Saturday, December 28, 2013

Trending YA Entertainment: 2013 - 2014

As a father of three who also works with youth, I have seen the power of entertainment to shape one's perspective of the world. Almost two years ago, I began posting reviews of the stories that most directly impact a primarily young adult audience. My goal is not to critique the art form as much as look at the worldview in the stories. Why do these stories resonate? What messages are teens absorbing?

Because my time is limited, I focus on popular trending books, films and TV shows. I freely admit to avoiding teen romances - but they aren't being turned into movies, are they? Dystopias, horror, fantasy, sci-fi, and superheroes seem to be where all the action is right now. I, for one, will not complain.

I am confident that my perspective is imperfect; nonetheless, I hope this blog can create a resource that encourages critical thinking, serious reflection, conversation, and clarity as we navigate the competing worldviews around us. Feel free to weigh in with any of your thoughts!


Suzanne Collins' The Hunger Games:  J.W. Wartick gives a good overview of the film version of Catching Fire; click here for a perspective on the entire series and here for an article that will provide multiple links for insights based on The Hunger Games and Philosophy. 

Veronica Roth's Divergent:  The book was excellent; I hope the movie lives up to the hype.

Orson Scott Card's Ender's Game:  Once again, J.W. Wartick gives a great summary of the film; my review looks at the story from a different angle.

Max Brook's World War ZThe book is brilliant.  Seriously. The movie vaguely resembled it.

Isaac Marion's Warm Bodies:  A surprisingly deep story of love and human nature.  The book was written for adults; the movie aims for a YA crowd. The content matches the target audience in each.

Beautiful Creatures: A riveting story that left a lot of unanswered questions and a little uneasiness.

The Mortal Instruments: The book was a glittering mess. Engaging, flashy, and epic, its moral center did not hold.

Joe Hill's Horns: Stephen King's extremely talented son has written the most disturbing young adult book I have readIt's dark, vulgar, and ultimately hopeless, though there is a sort of crude justice that shows up throughout the book. And Frodo got the nod for the movie?

Joseph Delaney's The Last Apprentice: The upcoming movie version (Seventh Son) looks great; the book on which it is based is okay.

Joseph Finder's Paranoia: The movie bombed in spite of being headlined by some some heavy hitters. As interesting as the book was, it didn't feel like a YA book, and the ending left a lot to be desired.

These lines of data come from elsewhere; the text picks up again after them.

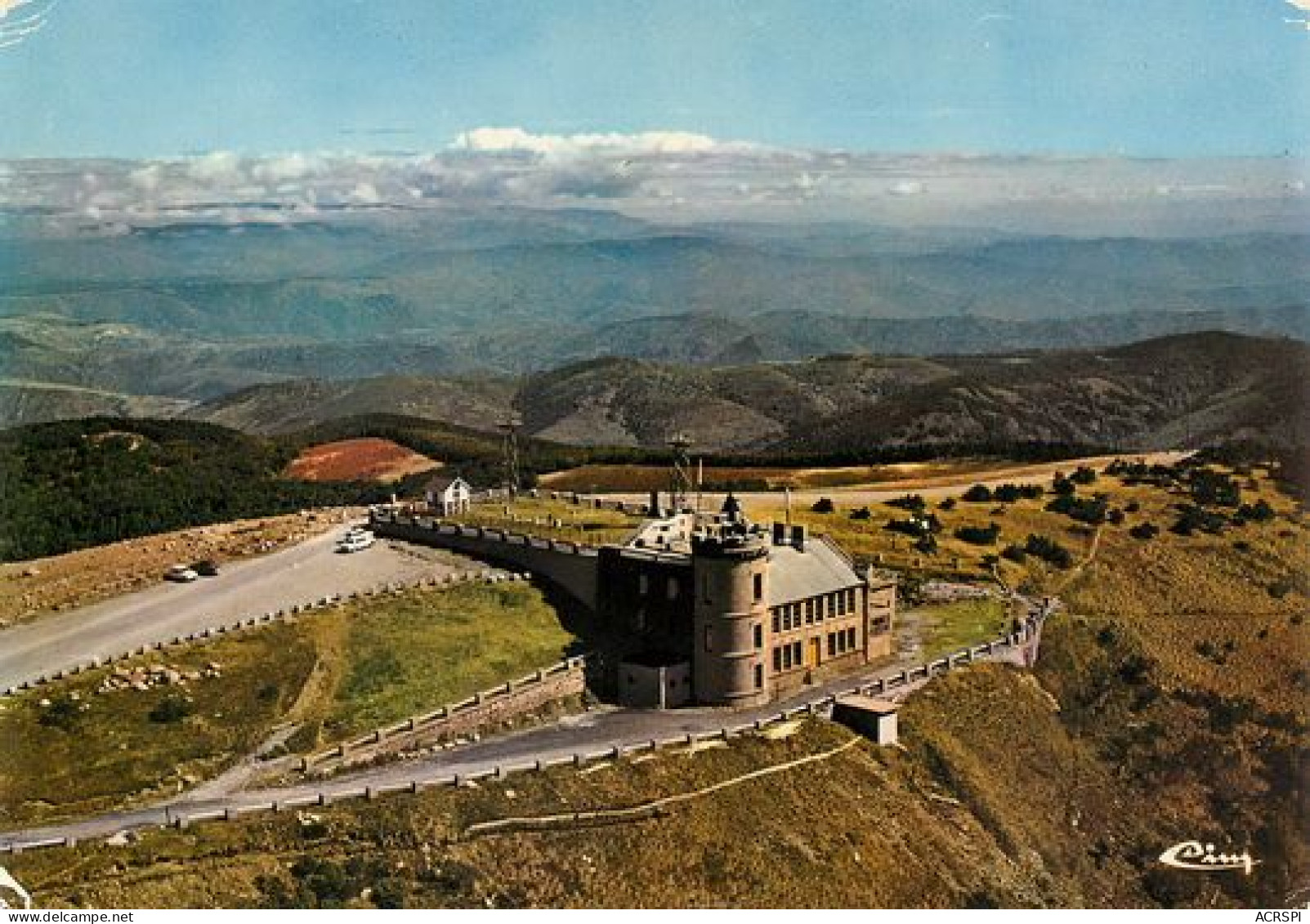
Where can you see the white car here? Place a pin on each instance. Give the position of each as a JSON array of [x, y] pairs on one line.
[[180, 574], [355, 541]]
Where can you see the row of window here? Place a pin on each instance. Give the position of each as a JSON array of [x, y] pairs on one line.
[[793, 654], [671, 587], [807, 613]]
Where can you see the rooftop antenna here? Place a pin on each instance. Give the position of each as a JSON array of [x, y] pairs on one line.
[[510, 452], [680, 478]]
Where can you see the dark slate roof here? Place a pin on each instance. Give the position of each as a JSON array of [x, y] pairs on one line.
[[442, 482], [816, 571]]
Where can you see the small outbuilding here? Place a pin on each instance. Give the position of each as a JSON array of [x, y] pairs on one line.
[[449, 495], [875, 719]]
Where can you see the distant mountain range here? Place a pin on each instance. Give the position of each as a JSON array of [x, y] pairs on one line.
[[456, 315], [1184, 391]]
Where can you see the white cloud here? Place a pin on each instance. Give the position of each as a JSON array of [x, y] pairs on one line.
[[907, 187], [512, 139], [221, 167]]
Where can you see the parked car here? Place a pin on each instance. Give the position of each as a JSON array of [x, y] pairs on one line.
[[355, 541], [180, 574]]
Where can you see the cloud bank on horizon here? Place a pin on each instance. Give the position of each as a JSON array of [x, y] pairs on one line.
[[666, 176]]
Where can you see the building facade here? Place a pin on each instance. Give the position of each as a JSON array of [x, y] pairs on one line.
[[738, 613]]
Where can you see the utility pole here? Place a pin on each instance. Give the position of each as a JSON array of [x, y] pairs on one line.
[[510, 452]]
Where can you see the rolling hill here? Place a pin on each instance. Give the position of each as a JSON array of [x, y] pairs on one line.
[[1182, 391]]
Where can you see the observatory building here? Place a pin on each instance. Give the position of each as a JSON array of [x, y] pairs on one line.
[[723, 611]]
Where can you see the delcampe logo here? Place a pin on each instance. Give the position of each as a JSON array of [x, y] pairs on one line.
[[10, 884], [1201, 858]]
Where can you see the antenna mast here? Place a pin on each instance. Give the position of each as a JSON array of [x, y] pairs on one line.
[[680, 482], [510, 452]]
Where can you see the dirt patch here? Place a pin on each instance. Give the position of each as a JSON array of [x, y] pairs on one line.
[[363, 460], [30, 589]]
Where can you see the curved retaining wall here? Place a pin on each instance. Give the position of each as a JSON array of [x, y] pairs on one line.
[[569, 565]]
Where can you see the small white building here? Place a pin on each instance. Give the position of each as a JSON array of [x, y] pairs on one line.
[[449, 495]]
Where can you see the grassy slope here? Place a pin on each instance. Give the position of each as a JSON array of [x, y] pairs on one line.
[[336, 673]]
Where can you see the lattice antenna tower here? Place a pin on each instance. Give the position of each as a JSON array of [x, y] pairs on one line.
[[510, 450], [682, 478]]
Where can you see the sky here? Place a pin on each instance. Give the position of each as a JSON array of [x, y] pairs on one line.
[[1133, 78]]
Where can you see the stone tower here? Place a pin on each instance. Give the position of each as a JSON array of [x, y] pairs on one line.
[[731, 618]]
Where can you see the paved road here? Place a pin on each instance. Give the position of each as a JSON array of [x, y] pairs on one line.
[[940, 486], [583, 733], [244, 589]]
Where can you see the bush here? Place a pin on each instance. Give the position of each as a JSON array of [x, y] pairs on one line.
[[1014, 554], [1192, 519], [62, 713], [910, 502], [1084, 475], [172, 708], [1084, 509], [1144, 532], [979, 536], [1048, 550]]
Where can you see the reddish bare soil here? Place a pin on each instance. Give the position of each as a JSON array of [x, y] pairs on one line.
[[364, 460]]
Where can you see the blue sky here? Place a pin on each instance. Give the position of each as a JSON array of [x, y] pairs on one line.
[[1144, 78]]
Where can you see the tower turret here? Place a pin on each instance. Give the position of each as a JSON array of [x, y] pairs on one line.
[[731, 578]]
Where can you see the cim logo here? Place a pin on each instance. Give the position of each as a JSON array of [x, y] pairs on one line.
[[1201, 858]]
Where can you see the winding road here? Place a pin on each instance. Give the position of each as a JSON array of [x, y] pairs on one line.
[[280, 580]]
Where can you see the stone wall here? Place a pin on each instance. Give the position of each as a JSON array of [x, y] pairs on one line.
[[570, 565]]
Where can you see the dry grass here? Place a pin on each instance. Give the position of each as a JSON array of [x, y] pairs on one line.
[[32, 589]]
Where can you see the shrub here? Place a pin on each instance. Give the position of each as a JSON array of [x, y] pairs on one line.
[[1084, 475], [1048, 550], [172, 708], [910, 502], [1144, 532], [1192, 519], [1084, 509], [62, 713], [979, 536], [1014, 554]]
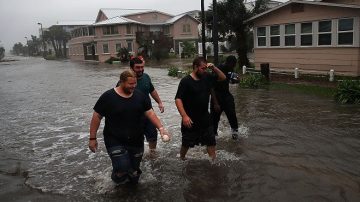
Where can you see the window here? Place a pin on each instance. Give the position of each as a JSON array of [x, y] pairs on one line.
[[128, 29], [324, 33], [346, 31], [186, 28], [306, 34], [105, 48], [117, 47], [275, 35], [261, 36], [129, 44], [108, 30], [290, 35]]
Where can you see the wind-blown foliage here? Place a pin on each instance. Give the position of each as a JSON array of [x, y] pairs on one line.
[[58, 38], [232, 16], [2, 53]]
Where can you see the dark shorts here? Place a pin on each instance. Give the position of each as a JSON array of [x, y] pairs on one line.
[[150, 131], [126, 163], [198, 137]]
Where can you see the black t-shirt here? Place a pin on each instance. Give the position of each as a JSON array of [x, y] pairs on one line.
[[195, 96], [222, 87], [123, 117]]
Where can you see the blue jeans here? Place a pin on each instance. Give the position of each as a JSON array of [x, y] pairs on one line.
[[150, 131], [126, 163]]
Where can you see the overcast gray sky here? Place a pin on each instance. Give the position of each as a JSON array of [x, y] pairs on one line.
[[19, 18]]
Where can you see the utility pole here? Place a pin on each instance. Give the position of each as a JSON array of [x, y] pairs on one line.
[[215, 34], [42, 39], [203, 39]]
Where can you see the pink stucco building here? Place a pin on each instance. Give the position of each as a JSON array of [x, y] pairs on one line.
[[314, 36], [134, 29]]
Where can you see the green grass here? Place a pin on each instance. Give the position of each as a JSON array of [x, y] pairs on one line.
[[306, 89]]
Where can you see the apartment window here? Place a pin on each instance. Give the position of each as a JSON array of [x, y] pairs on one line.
[[290, 35], [346, 31], [306, 34], [88, 50], [128, 29], [108, 30], [129, 46], [85, 31], [105, 48], [324, 31], [261, 36], [186, 28], [117, 47], [275, 35]]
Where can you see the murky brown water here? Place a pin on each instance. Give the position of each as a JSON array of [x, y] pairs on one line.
[[294, 147]]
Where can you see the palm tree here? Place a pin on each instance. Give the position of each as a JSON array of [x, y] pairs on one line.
[[58, 37], [2, 53]]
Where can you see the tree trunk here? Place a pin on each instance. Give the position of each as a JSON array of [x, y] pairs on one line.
[[242, 49], [64, 49]]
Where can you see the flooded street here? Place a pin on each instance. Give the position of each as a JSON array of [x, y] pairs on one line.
[[294, 147]]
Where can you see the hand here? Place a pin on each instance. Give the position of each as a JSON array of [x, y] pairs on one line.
[[210, 66], [187, 122], [165, 135], [161, 107], [93, 145]]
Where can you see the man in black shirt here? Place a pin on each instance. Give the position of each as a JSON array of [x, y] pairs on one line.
[[223, 100], [192, 101], [124, 108]]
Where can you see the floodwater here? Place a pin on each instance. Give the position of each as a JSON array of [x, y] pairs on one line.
[[293, 147]]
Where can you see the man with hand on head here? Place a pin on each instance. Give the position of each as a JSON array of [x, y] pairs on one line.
[[145, 85], [192, 101]]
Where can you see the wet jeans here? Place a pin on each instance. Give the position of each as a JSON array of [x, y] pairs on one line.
[[126, 164]]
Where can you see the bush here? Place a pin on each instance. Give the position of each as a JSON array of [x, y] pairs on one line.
[[50, 57], [111, 59], [124, 55], [252, 81], [348, 92]]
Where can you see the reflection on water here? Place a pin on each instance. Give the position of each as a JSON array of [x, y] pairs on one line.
[[294, 147]]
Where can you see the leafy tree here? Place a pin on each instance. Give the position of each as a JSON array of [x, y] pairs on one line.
[[232, 16], [34, 46], [58, 37], [18, 48]]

Neil Shusterman's Unwind: I highly recommend this brilliant analysis of the culture of abortion.

Jonathan Mayberry's Rot and Ruin series: After reading and reviewing the first two, I bought the next two for my boys for Christmas. It's a great series that takes the zombie genre and turns it into a compelling story of character, heroism, and nobility.

Paolo Bacigalupi's The Drowned Cities:  Excellent book. It's violent and grim, but it give a thought-provoking and honest look at war, idealism, science, politics, and human nature.

Allie Condie's Matched series:  A solid-but-not-spectacular dystopic story overshadowed by The Hunger Games and the Divergent series.

Neil Gaiman's The Ocean At The End Of The Lane:  A riveting blend of mythology, religion, good, and evil that topped the Goodreads Fantasy category in 2013.

James Dashner's The Maze Runner trilogy: Though the first book is clever, I didn't care for the series overall.  Based on its incredible popularity, I am clearly in the minority.

Aprillynne Pike's Wings: A light, saccharine story of a girl who is actually a fairy and the boys who love her.

Carrie Ryan's The Forest of Hand and Teeth and Sarah Mass's Throne of Glass: Both feature strong female heroines who became increasingly less compelling as the story unfolds. Perhaps their unfolding series will accomplish more than the initial books.


The Walking Dead - It's one of the most popular shows on the AMC-can-do-no-wrong playlist. Here's a link to a series of posts that use The Walking Dead and Philosophy to look at the deeper issues in the gruesome but compelling show.

Man of Steel: I'm a sucker for Superman movies, I admit.

Star Trek: Heart of Darkness.  J.J. Abrams is doing some cool things with this franchise.

The Wolverine: It's a dark, violent, serious chapter in the Wolverine saga. Best viewed in light of the overall story arc.

This Is The End: The apocalypse had a busy year in entertainment. This raunchy movie did not target teens, but trust me - they saw it.